O acordo de sócios existe justamente para preencher esse espaço. Ele permite uma disciplina personalizada, adaptada à realidade econômica, familiar e operacional da empresa. Em vez de utilizar um modelo genérico, o documento deve ser construído a partir de um diagnóstico do negócio: quem são os sócios, qual é o perfil de cada um, qual é a estrutura de poder, quais são os riscos, quais são os ativos estratégicos, como a empresa gera receita, quem detém a carteira de clientes, como se dá a administração, quais são os passivos relevantes, qual é o plano de sucessão e qual seria o impacto da saída de um sócio.


3. Quais empresas devem fazer acordo de sócios?


Toda empresa com dois ou mais sócios deve, ao menos, avaliar seriamente a necessidade de um acordo de sócios. A recomendação se torna ainda mais forte quando há participação societária relevante, patrimônio acumulado, atividade operacional contínua, marca consolidada, carteira de clientes, fluxo de caixa significativo, funcionários, endividamento bancário, contratos estratégicos, sucessão familiar ou risco de divergência entre os sócios.

Nas sociedades limitadas com dois sócios, especialmente quando cada um possui 50% das quotas, o acordo é praticamente indispensável. A divisão igualitária transmite uma sensação de justiça no início da sociedade, mas pode gerar paralisia decisória quando há divergência. Se cada sócio tem metade do capital e ambos discordam sobre uma decisão relevante, quem decide? Como destravar o impasse? A empresa pode contratar financiamento? Pode vender um imóvel? Pode admitir novo sócio? Pode distribuir lucros? Pode dispensar um gestor? Sem mecanismo de desempate, a sociedade pode ficar bloqueada.

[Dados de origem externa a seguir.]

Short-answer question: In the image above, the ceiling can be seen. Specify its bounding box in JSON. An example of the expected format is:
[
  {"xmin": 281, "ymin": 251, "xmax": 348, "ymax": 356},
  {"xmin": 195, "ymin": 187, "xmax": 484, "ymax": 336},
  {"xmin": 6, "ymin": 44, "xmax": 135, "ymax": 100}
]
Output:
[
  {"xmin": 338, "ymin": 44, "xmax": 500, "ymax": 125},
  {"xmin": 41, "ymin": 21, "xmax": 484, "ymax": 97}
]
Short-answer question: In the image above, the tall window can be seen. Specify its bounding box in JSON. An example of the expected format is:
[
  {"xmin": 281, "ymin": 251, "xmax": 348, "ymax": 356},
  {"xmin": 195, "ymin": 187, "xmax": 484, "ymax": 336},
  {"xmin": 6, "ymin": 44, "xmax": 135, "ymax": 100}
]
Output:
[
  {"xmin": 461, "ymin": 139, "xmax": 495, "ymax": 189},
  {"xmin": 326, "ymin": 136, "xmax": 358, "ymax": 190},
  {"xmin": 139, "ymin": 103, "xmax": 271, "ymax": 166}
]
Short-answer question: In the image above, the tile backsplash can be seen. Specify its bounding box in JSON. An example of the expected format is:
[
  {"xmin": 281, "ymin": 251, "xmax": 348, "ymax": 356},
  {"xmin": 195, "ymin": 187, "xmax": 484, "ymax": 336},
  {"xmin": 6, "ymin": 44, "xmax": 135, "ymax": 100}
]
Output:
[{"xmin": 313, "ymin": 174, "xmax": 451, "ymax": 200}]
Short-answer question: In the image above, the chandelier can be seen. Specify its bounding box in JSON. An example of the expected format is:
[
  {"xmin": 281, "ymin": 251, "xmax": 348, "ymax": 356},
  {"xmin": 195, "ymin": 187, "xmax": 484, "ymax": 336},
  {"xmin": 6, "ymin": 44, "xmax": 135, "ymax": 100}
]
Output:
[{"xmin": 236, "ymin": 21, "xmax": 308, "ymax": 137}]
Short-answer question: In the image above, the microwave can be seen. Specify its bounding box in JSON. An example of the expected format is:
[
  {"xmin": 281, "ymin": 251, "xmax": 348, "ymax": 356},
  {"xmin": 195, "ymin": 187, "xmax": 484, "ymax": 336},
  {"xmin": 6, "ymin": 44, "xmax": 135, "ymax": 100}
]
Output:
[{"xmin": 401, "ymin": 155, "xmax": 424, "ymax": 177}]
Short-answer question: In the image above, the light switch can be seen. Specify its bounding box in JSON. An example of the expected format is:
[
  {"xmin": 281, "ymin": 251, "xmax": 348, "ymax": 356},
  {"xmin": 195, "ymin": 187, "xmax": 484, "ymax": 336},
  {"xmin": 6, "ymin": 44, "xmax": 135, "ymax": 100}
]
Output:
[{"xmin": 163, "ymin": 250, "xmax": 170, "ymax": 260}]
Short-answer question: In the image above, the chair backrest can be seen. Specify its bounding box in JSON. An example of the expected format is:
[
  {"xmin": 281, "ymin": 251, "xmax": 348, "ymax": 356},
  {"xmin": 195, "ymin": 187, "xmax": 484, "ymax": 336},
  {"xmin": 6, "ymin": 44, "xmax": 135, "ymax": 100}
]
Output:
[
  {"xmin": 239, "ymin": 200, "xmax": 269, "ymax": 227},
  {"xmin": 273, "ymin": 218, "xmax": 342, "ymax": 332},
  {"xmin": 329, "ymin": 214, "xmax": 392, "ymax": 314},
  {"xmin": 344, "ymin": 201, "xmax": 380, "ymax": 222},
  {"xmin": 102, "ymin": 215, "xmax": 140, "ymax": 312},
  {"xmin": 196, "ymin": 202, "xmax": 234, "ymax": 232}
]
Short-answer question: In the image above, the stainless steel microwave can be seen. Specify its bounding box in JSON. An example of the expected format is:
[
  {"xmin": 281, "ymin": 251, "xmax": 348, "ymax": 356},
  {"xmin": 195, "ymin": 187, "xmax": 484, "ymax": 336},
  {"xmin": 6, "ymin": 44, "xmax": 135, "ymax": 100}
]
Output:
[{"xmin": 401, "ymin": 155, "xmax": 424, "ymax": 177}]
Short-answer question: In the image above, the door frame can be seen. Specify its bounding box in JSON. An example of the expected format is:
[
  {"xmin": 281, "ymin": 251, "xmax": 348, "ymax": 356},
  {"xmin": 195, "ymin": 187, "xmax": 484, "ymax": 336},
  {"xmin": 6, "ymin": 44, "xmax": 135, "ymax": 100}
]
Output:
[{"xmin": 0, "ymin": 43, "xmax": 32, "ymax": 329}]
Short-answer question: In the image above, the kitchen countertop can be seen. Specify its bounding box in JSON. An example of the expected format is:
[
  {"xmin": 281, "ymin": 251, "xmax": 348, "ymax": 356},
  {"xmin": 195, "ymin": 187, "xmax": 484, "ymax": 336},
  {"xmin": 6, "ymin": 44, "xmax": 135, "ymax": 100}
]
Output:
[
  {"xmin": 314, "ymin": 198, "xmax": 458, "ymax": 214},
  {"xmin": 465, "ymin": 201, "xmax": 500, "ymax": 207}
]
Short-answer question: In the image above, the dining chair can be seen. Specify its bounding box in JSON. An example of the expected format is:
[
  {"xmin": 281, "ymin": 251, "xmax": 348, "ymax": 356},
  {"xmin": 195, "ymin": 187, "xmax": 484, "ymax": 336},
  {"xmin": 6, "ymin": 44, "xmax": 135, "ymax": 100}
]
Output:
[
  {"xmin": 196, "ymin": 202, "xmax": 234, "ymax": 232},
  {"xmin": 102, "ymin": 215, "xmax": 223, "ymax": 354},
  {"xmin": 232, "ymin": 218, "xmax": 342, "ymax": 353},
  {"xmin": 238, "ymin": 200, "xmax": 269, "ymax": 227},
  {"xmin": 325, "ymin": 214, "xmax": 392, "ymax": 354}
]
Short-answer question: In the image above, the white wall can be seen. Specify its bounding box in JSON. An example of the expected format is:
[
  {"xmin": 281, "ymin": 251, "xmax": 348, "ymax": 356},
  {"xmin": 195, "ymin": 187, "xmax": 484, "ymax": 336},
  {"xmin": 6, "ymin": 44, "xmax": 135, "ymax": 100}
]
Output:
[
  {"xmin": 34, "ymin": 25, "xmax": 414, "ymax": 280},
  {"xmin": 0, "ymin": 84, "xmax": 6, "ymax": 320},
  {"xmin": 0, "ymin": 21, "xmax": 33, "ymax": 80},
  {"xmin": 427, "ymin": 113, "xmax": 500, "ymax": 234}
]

Empresas familiares também exigem atenção especial. Nelas, os conflitos empresariais se misturam com relações afetivas, sucessórias e patrimoniais. A morte de um fundador, o ingresso de filhos na gestão, o divórcio de um herdeiro, a diferença de capacidade entre familiares e a confusão entre patrimônio da família e patrimônio da empresa podem gerar disputas intensas. Um bom acordo de sócios, muitas vezes acompanhado de protocolo familiar e planejamento sucessório, ajuda a separar família, propriedade e gestão.


O acordo também é altamente recomendado para empresas com sócios de perfis diferentes. Quando há sócio investidor e sócio operador, por exemplo, é necessário regular direitos de informação, remuneração, metas, distribuição de lucros, poderes de veto, prazo de permanência, saída e forma de avaliação da participação. Quando há sócio técnico e sócio comercial, o acordo deve estabelecer responsabilidades, deveres de dedicação, propriedade intelectual, carteira de clientes e não concorrência. Quando há sócio administrador e sócio não administrador, é preciso prever fiscalização, prestação de contas e limites de atuação.

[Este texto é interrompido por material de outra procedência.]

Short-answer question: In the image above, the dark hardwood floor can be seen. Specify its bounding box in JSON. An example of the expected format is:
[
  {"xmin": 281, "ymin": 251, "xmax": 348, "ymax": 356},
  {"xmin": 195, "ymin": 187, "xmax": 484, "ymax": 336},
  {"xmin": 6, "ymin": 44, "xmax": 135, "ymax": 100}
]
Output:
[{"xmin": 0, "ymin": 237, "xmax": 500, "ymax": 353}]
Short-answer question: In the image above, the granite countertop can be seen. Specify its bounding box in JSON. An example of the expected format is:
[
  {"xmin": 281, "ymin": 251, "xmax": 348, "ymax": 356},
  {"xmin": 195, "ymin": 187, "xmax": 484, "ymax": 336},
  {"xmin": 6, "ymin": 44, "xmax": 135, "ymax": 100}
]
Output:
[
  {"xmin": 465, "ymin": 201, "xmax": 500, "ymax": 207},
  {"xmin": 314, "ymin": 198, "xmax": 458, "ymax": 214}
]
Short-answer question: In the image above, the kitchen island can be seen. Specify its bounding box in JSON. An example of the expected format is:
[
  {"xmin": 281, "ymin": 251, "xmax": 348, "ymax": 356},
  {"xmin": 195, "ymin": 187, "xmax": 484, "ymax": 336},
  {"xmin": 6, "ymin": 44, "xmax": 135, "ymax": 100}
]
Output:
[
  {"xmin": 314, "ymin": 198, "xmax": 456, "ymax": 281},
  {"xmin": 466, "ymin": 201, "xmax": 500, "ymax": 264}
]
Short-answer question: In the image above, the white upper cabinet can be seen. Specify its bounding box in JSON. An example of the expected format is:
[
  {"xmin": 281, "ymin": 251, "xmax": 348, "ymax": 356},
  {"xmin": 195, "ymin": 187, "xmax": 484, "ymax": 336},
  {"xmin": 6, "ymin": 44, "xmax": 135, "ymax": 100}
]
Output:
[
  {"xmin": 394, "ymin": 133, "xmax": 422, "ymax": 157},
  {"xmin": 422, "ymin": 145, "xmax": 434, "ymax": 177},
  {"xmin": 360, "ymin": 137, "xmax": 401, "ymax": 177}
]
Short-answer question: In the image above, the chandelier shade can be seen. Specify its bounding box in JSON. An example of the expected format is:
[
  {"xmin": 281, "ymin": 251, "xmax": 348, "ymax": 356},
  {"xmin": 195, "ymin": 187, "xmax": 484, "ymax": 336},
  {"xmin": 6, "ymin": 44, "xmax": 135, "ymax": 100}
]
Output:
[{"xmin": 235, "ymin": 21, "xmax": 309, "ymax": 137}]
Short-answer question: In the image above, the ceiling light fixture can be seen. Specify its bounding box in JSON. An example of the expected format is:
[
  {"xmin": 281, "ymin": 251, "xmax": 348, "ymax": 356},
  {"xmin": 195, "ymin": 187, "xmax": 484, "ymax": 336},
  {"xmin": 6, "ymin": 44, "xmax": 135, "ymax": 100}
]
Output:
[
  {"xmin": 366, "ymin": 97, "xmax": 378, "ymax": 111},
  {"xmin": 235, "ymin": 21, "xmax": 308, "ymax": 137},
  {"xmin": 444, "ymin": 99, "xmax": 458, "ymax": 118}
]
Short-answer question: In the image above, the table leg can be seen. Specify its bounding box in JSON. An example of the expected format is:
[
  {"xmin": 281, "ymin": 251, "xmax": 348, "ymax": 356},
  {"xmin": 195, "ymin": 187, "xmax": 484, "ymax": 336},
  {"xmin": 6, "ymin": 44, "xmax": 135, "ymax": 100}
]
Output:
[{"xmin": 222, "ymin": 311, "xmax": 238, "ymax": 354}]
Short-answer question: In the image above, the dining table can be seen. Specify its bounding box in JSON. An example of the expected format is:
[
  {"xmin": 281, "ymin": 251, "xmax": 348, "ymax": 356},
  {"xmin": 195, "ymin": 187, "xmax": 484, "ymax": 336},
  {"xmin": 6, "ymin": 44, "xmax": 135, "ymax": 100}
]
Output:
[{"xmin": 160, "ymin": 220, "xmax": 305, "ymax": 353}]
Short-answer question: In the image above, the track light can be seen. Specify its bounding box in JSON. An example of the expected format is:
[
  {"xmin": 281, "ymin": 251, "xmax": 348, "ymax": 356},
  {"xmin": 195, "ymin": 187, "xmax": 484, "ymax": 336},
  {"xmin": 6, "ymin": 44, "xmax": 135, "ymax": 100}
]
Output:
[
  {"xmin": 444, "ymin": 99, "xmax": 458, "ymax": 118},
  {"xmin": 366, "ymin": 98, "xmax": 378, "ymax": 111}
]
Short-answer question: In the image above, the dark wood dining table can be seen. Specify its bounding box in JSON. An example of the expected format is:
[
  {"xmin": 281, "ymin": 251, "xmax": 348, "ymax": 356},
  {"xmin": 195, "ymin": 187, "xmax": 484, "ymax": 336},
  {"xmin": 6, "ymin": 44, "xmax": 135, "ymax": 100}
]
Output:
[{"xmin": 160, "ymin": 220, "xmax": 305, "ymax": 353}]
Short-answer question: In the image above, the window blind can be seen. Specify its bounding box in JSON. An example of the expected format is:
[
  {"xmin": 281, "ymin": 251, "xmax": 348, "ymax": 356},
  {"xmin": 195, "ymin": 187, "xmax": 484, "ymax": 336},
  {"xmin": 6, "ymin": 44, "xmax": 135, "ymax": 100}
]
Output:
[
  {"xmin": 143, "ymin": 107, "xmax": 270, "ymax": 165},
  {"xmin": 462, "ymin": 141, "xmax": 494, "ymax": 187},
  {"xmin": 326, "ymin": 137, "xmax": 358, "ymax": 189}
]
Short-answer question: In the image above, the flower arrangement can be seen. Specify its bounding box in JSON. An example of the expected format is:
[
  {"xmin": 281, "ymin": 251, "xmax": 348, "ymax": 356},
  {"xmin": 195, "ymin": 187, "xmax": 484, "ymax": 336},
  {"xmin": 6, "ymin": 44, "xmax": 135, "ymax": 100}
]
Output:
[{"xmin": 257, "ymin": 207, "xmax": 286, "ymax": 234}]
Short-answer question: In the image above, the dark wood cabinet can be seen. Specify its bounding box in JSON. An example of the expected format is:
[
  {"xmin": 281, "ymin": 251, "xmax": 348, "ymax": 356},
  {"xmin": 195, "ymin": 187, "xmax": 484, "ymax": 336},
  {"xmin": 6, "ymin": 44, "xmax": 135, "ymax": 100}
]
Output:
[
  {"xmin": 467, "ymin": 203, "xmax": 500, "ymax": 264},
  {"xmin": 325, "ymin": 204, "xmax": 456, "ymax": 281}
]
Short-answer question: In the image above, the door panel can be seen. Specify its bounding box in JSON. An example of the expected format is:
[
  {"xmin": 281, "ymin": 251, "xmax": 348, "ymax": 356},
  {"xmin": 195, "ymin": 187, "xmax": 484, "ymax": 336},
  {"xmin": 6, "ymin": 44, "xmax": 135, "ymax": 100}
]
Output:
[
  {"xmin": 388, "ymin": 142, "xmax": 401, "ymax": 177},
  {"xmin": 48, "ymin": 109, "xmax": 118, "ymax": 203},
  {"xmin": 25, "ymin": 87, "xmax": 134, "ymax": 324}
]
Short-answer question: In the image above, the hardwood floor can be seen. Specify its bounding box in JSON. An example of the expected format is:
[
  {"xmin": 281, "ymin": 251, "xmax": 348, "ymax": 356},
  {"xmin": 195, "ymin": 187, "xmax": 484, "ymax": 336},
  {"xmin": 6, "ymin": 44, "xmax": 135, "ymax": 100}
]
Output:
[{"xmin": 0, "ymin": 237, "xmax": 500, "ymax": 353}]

4. Principais problemas que o acordo de sócios previne


O primeiro grande problema prevenido pelo acordo de sócios é o conflito sobre poder de decisão. Muitas empresas não definem, de forma clara, quais decisões podem ser tomadas pelo administrador sozinho e quais exigem aprovação dos sócios. Isso gera insegurança em temas como contratação de dívida, aquisição de bens, venda de ativos, assinatura de contratos relevantes, admissão de investidores, concessão de garantias, distribuição de lucros, abertura de filiais, contratação de parentes e ajuizamento de ações judiciais estratégicas. O acordo pode criar uma matriz de alçadas, separando atos ordinários de gestão e atos extraordinários sujeitos a aprovação prévia.


Outro problema recorrente é a desigualdade entre participação societária e dedicação ao negócio. É comum que dois sócios tenham quotas iguais, mas apenas um trabalhe diariamente na empresa. Também é comum que um sócio tenha função operacional intensa, enquanto outro atua apenas como investidor. Se essa diferença não for tratada adequadamente, surgirá a sensação de injustiça: quem trabalha entende que carrega a empresa sozinho; quem investiu entende que seu capital justifica a participação nos resultados. O acordo pode prever funções, dedicação mínima, pró-labore, metas, remuneração variável, consequências pelo abandono da função e critérios para afastamento da gestão.


A retirada indevida de valores do caixa é outro ponto crítico. Pequenas e médias empresas frequentemente sofrem com confusão entre patrimônio empresarial e patrimônio pessoal dos sócios. Um sócio paga despesas particulares pela empresa, antecipa lucros sem autorização, utiliza cartão corporativo indevidamente ou realiza transferências sem deliberação. Essas condutas podem gerar desequilíbrio financeiro, conflito de confiança, responsabilização e até fundamento para exclusão societária em situações graves. O acordo de sócios deve disciplinar política de retirada, distribuição de lucros, reembolsos, prestação de contas, auditoria, penalidades e dever de restituição.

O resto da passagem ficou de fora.